U.S. Trade Representative Addresses Trade Conflicts With Japan Ahead Of TPP Brunei Talks
By Toko Sekiguchi
TOKYO--Top trade negotiators for Japan and the U.S. met on Monday to discuss the Trans-Pacific partnership free trade talks, hoping to work out long-running points of contention ahead of a 12-nation meeting in Brunei later in the week.
Framing the TPP talks as an integral part of President Barack Obama's Asia Pacific rebalancing strategy, U.S. Trade Representative Michael Froman described the U.S. as wanting to build "a stable, secure, prosperous and peaceful region, in which free open transparent market democracies can flourish." He added that Mr.
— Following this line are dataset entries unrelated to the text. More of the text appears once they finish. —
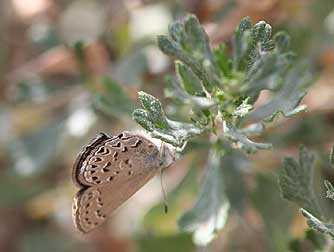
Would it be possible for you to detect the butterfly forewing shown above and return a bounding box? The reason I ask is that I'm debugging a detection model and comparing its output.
[72,131,161,233]
[72,132,113,187]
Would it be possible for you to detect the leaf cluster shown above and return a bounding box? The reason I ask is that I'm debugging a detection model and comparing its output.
[279,145,334,241]
[132,14,312,246]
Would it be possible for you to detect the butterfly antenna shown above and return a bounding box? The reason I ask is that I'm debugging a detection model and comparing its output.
[160,166,168,213]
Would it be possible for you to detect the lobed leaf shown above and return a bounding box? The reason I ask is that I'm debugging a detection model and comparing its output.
[178,149,230,246]
[133,91,203,147]
[301,209,334,239]
[324,180,334,201]
[223,121,272,153]
[158,14,220,92]
[138,91,170,130]
[232,17,252,71]
[246,65,310,122]
[278,146,322,218]
[175,61,203,96]
[165,77,215,110]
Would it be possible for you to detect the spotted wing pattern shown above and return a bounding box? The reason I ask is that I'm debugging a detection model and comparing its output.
[72,131,161,233]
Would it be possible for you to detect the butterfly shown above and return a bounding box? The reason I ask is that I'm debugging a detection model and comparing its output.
[72,131,174,233]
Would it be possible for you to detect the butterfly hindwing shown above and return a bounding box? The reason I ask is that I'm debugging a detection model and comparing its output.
[72,131,161,233]
[73,166,158,233]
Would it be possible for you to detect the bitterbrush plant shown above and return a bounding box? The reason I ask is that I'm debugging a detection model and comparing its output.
[132,14,316,246]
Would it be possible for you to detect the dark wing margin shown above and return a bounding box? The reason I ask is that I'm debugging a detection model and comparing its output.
[72,132,112,187]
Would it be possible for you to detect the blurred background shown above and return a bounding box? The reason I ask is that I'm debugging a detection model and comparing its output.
[0,0,333,251]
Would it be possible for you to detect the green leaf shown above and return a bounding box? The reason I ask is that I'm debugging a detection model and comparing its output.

Obama has placed top priority on concluding the TPP negotiations before the year's end.
"We agreed to accelerate our cooperation for a speedy settlement of the TPP, along with our parallel bilateral talks in 2013," Akira Amari, the minister in charge of TPP free trade talks told reporters after meeting with his counterpart earlier in the day. The two nations are concurrently discussing trade issues alongside the broader TPP framework.
Mr. Froman's stopover in Tokyo was seen as an attempt by the two nations to be in lock-step over their commitment to concluding the trade talks without being weighed down by strong opposition from influential Japanese lobby groups to the removal of tariffs and regulations on goods seen as being in the national interest, such as rice and other agricultural products.
Japan's Central Union of Agricultural Cooperatives adopted a declaration on Aug. 8. saying it has "grave problems" with the TPP, as it could jeopardize food safety and universal healthcare services, and undermine the nation's sovereignty. "It's extremely regrettable that the government has entered the negotiations without clarifying such concerns," the statement said.
The Japanese government, led by the Liberal Democratic Party, has vowed to protect tariffs on farm products including rice, beef, pork, dairy, wheat and sugar. However, Mr. Froman maintained that while sensitivities will be "dealt with in the negotiations," the U.S.'s goal is for "a high-standard, ambitious, comprehensive agreement that includes the elimination of tariffs."
The meeting between the two biggest economies in the TPP framework comes as data show growing trade ties between the U.S. and Japan. Data released Monday showed that Japanese exports to the U.S. rose 18.4% on year in July amid political tensions with China and economic stagnation in Europe.
There are also non-tariff barriers that the U.S. is demanding Japan lift in its parallel bilateral negotiations-- mainly automobile industry standards and insurance product access.
Noting that while the two countries have come a long way since the trade wars of 1980s, Mr. Froman said "Barriers to access to Japan's automotive and insurance markets, and non-tariff measures and other sectoral and cross-cutting areas hold back growth and innovation, undermine competitiveness, and hurt workers, businesses and consumers in both our countries."
"The foreign share of the Japanese market is about 6%, the foreign share of the U.S. market is closer to 40%. I don't think there's any question that the U.S. market is quite open to imports," Mr. Froman said.
In the first round of Japan-U.S. talks earlier in the month, the U.S. criticized the recent move by Japan Post Holdings Co. to allow American Family Life Assurance Co. to sell insurance at Japan's post offices as falling short of opening the insurance market to private companies.